From Theology to Practice

Andy Stanley last weekend talked about putting some motion in your devotion.

He captured it well.

Every time I dig deeply into either the Gospels to see what Jesus really teaches, or into the letters which were advice to the new disciples, I come to the same conclusion–the preponderance of the teaching focuses on how we live day-by-day, minute-by-minute.

I’ve been reading, studying, and contemplating on Paul’s letter to the Ephesians.

Some scholars think Paul didn’t write it because the tone is a little different from the rest of his letters. It sure sounds like Paul to me. I go with some scholars who say it was probably more of a sermon than a letter. After all, Paul was firmly in the rabbinic tradition.

Some scholars dissed the letter because they thought it was used to justify the power of priests 1,700 years ago. Maybe so, but I don’t see that today.

Paul begins where he always begins, with the history of God’s relationship with the Jewish people, the breaking of the relationship, and then, most importantly, Jesus coming to teach, die, and be resurrected.
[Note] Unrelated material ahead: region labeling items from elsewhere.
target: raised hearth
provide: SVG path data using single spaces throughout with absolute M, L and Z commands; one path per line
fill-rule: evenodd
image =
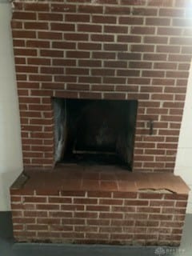
M 14 235 L 21 242 L 178 246 L 188 192 L 171 174 L 77 165 L 28 171 L 10 189 Z

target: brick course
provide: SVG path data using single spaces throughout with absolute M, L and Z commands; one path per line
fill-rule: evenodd
M 31 192 L 11 193 L 14 235 L 18 241 L 180 244 L 187 196 L 168 199 L 166 193 L 122 192 L 117 197 L 109 192 L 101 194 L 98 199 L 94 191 L 76 194 L 58 191 L 49 195 Z

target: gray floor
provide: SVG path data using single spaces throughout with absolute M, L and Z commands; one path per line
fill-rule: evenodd
M 179 248 L 15 243 L 10 212 L 0 212 L 0 256 L 191 256 L 192 214 L 187 214 Z

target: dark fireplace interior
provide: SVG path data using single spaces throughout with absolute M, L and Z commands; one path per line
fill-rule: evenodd
M 55 162 L 132 170 L 138 102 L 53 98 Z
Paul’s theology begins and ends with the resurrection. That changed everything for him.

Just as in Romans, though, Ephesians teaches that once we settle on God’s grace through the death and resurrection of Jesus and our acceptance through faith, then the most important thing is how we live. Romans ends with practical advice; Ephesians ends with practical advice.

Part of our spiritual discipline, or spiritual practices, involves how we act. By the way, James who writes from a different tradition supports this thought. Be ye doers, he said (in 16th Century English).

But I digress. Today when you get dressed and head out to work or wherever you go, how are you going to act? What will you do? Will people see what you do and say, “There goes a disciple of Jesus”? Or, will they say, “There goes another one of those Christians who can preach belief but acts as if they’re the only people on Earth.”

I wrote yesterday about how I was once (?) book smart and common sense stupid. How hard it is for us to translate what we know into what we naturally do! But that is our task as set out by God. We may know. We may believe. But could anyone tell by watching?